Given his stature, fecund mind and productivity--Herzog has made 11 features and 34 documentaries since 1962--I find it deranging that his last major theatrical release was "Fitzcarraldo" back in 1982. Since then, there have been a few features and plenty of brilliant documentaries, but they have been hard to find, even if you live in a major city. An era in which eager exegetes rhapsodize about the philosophical underpinnings of "The Matrix Reloaded" is not hospitable to a true genius who disdains explication. "Film should be looked at straight on," Herzog has said, "it is not the art of scholars but of illiterates." Fortunately, we are now blessed with an extraordinary book of interviews, "Herzog on Herzog" (340 pages. Faber and Faber. $16), ably conducted and compiled by Paul Cronin, which should not only refire a movie lover's interest in Herzog, but proves beyond a doubt that the director's own life would make one hell of a Werner Herzog movie.

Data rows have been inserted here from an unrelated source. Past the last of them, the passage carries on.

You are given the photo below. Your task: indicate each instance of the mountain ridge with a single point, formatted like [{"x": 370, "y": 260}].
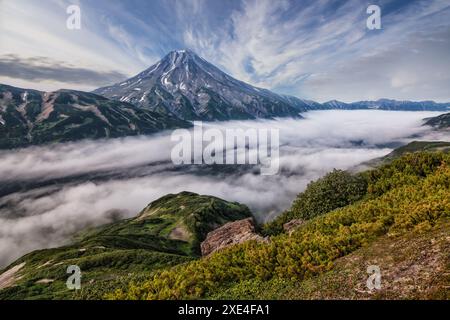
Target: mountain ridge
[
  {"x": 32, "y": 117},
  {"x": 192, "y": 88},
  {"x": 171, "y": 85}
]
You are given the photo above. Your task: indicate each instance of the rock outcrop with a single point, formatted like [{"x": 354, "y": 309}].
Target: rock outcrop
[{"x": 230, "y": 234}]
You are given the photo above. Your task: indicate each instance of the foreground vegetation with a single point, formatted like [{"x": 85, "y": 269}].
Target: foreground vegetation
[
  {"x": 410, "y": 194},
  {"x": 396, "y": 216}
]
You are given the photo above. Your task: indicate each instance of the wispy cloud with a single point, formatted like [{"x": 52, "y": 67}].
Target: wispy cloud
[{"x": 42, "y": 68}]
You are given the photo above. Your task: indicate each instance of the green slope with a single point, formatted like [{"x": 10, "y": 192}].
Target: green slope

Despite Cronin's assertion in the introduction that "most of what you've heard about Werner Herzog is untrue," this book's ostensible goal of dispelling the myths that have grown up around Herzog like vines in the Amazonian forest is happily subverted when it becomes clear that the original apocrypha are to be replaced with equally outlandish tales. The deepest truths, Herzog emphasizes in these interviews, are not toted on the ledgers of clerks.
But for the crazy fun of it, let's begin with a few rumors, shall we? By themselves, unqualified and unrebutted, they suggest that Herzog is a most remarkable presence. Such lore does not accumulate around mere accountants. Nor does it cling to even the ostensibly brave visionaries of Hollywood. Herzog, for instance, is said to have supervised the volcanic actor Klaus Kinski from behind the camera with a rifle. Untrue, says the director. He did, however, threaten to shoot Kinski (who was also his best friend and alter ego) if the actor fled the production of "Aguirre," deep in the Peruvian jungle, as he was in the process of doing. "He had enough instinct to understand this was no joke or hollow threat," Herzog slyly confesses, "and screamed for the police, even though the next outpost was 300 miles away." The distance between legend and fact in this example is impressively small.